Старик кивнул, и его взгляд остановился на мне. Я не была уверена, что он видел левым глазом, – таким тот казался неподвижным и мертвым, но правый был еще живым.
– Подойди, – попросил старик, и я подвинулась ближе к его ложу. Казалось, он остался этим доволен. – Франсуаза, – начал он.
Тогда я поняла, что он принимает меня за мать Женевьевы.
– Все хорошо. Пожалуйста, не беспокойтесь, – сказала я.
– Не надо... – бормотал он. – Осторожно. Следить...
– Да, да, – произнесла я как можно ласковее.
– Ты не должна была никогда выходить замуж... за этого человека. Я знал, что это было... ошибкой...
– Все в порядке, – успокаивающе уверяла я его.
Однако лицо старика по-прежнему искажала гримаса страдания.

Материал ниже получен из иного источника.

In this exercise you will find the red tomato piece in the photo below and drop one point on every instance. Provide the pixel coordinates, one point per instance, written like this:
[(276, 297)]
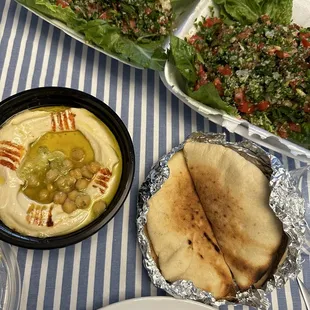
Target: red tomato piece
[(62, 3), (194, 38), (304, 39), (218, 85), (282, 54), (246, 107), (210, 21), (104, 15), (260, 45), (148, 11), (132, 24), (282, 132), (239, 96), (224, 70), (263, 105), (295, 127), (307, 108)]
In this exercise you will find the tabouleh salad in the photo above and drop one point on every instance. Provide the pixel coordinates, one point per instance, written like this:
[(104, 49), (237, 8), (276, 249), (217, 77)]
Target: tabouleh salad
[(138, 19), (260, 72), (132, 30)]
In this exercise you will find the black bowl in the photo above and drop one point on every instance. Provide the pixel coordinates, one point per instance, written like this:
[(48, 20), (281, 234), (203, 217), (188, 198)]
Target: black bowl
[(58, 96)]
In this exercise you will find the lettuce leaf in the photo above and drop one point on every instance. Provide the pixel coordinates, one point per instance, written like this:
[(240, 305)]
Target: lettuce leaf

– Ты должна... Он должен...
– Ох, мадемуазель, – прошептала Женевьева, – я больше не вынесу этого. Он бредит и не понимает, что я здесь. Может, мне лучше выйти?
Я кивнула, и она вышла, оставив меня в этой странной комнате наедине с умирающим человеком. Я увидела, что он не заметил исчезновения внучки и почувствовал от этого облегчение. Казалось, старик делает над собой большое усилие.
– Франсуаза, держись подальше от него. Не позволяй ему...
– Почему? – спросила я. – Почему держаться подальше от него?
– Такой грех... такой грех... – простонал он.
– Вы не должны так истязать себя, – возразила я.
– Возвращайся сюда... Уходи из замка. Там только погибель и несчастье... для тебя.
Такая длинная речь, казалось, совсем истощила его. Он закрыл глаза, а я была напугана и расстроена, ибо поняла, что старик сказал мне нечто очень важное.